Selasa, 06 Maret 2012

Kehidupan Yesus (pendahuluan)


Adalah suatu tragedi terbesar dalam pemikiran orang kristen, yang menganggap bahwa Yesus Kristus tidak menerima hormat dan pujian yang berhak ia terima karena kemenanganNya atas dosa, dengan membangun karakter yang sempurna. Doktrin ‘tritunggal’ yang diyakini oleh banyak orang menyatakan bahwa Yesus adalah Allah itu sendiri. Jika benar demikian, maka dengan mengingat bahwa Allah tidak dapat dicobai (Yak 1:13) dan tidak mungkin berbuat dosa; dapat diambil kesimpulan dangkal bahwa Kristus tidak sungguh-sungguh berperang melawan dosa; dan kehidupannya di bumi hanya berpura-pura saja, ia tidak merasakan hal-hal yang dialami oleh manusia, tidak sungguh-sungguh merasakan dilema fisik dan rohani dari umat manusia, karena sebagai Allah, ia tidak dapat terpengaruh dengan hal-hal seperti itu.

Kelompok fanatik yang lain, seperti Mormon dan saksi Yehuwa, gagal untuk memahami kemuliaan Kristus sebagai Anak Allah yang tunggal. Karena pemahaman mereka yang salah itu, kita dapat yakin bahwa Yesus bukanlah malaikat, atau anak Yusuf yang sebenarnya. Ada juga yang menyimpulkan, bahwa keadaan Yesus sama seperti Adam sebelum jatuh ke dalam dosa. Terpisah dari kuranganya bukti-bukti Alkitabiah dalam memandang hal ini, mereka gagal dalam memahami bahwa Adam diciptakan Allah dari debu, sedangkan Yesus ‘diciptakan’ oleh Allah dengan memperanakkannya di dalam kandungan Maria. Walaupun Yesus tidak memiliki ayah secara lahiriah, ia dikandung dan dilahirkan seperti kita, tetapi dengan cara yang berbeda. Banyak orang tidak dapat menerima bahwa seorang manusia yang dilahirkan dengan mewarisi dosa dapat memiliki karakter yang sempurna. Inilah fakta yang menghalangi untuk sungguh-sungguh beriman kepada Kristus.

Untuk percaya bahwa keadaan Yesus sama seperti kita, walaupun ia memiliki karakter yang tidak berdosa, yang selalu dapat mengatasi cobaan-cobaan yang dialaminya, bukanlah suatu hal yang mudah. Dibutuhkan daya pengamatan yang cukup atas catatan-catatan Injil tentang kehidupannya yang sempurna, dan dengan memahami ayat-ayat yang menyangkal bahwa ia adalah Allah, agar dapat memahami dan mengimani Yesus dengan benar.
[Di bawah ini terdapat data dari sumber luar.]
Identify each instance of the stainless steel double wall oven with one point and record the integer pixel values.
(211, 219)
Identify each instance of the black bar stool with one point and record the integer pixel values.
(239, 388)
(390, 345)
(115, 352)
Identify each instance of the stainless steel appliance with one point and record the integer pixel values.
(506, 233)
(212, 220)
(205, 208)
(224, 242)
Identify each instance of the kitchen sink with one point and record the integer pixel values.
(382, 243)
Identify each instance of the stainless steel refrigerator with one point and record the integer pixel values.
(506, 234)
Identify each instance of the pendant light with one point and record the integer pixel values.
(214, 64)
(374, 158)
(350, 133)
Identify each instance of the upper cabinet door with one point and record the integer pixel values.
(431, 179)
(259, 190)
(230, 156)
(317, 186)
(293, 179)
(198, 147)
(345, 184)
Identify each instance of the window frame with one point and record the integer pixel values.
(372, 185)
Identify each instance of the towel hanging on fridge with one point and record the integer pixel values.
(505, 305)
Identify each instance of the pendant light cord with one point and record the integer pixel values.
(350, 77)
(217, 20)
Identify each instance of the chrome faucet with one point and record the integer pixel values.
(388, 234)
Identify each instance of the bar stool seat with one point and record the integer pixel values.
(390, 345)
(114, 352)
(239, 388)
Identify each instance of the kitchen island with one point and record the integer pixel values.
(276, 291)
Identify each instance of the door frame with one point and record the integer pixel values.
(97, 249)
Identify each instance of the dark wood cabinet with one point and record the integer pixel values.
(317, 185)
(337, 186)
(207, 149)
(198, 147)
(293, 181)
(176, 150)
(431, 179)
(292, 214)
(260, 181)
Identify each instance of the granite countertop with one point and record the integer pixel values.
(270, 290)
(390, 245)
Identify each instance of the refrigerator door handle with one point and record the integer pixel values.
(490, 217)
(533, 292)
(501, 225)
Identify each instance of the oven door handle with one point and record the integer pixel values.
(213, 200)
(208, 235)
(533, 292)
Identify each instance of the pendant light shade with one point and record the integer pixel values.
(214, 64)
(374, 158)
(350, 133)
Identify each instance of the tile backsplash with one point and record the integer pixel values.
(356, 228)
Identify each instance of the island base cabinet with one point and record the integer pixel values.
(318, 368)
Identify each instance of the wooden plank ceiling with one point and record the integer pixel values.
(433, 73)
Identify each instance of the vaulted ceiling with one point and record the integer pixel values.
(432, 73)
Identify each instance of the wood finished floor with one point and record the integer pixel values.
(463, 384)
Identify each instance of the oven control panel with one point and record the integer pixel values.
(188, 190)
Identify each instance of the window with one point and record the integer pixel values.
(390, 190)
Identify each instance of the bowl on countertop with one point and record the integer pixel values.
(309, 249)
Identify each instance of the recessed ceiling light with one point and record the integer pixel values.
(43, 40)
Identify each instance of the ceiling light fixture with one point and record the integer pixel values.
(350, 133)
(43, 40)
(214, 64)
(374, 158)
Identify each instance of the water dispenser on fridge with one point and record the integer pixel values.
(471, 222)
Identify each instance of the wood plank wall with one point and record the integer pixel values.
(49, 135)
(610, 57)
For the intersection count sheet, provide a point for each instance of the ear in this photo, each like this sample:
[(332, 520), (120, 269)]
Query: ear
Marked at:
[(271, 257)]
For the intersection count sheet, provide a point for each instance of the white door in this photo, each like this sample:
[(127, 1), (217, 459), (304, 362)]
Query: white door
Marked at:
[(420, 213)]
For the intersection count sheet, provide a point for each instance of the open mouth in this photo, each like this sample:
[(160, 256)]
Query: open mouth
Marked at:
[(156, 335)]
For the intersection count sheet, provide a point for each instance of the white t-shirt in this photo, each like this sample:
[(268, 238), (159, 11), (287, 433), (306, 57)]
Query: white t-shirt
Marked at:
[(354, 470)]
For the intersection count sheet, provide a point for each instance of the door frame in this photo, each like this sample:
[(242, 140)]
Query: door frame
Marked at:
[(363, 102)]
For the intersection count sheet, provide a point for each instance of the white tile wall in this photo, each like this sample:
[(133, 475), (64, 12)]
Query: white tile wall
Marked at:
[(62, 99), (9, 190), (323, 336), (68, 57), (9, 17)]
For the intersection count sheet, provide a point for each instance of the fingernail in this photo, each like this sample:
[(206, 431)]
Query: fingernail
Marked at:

Jauh lebih mudah untuk menganggap bahwa dia adalah Allah itu sendiri, yang secara otomatis sempurna. Pandangan seperti ini merendahkan kebesaran dari kemenangan Kristus atas dosa dan keinginan daging.

Ia mempunyai keinginan duniawi, dan turut merasakan kelemahan-kelemahan manusia (Ibr. 4:15). Tetapi ia dapat mengatasinya, karena komitmennya yang besar terhadap jalan-jalan Allah, dan ia memohon bantuan Allah untuk melawan dosa. Karena itulah, maka Allah berkehendak untuk ”mendamaikan dunia dengan diriNya oleh Kristus” (II Kor. 5:19).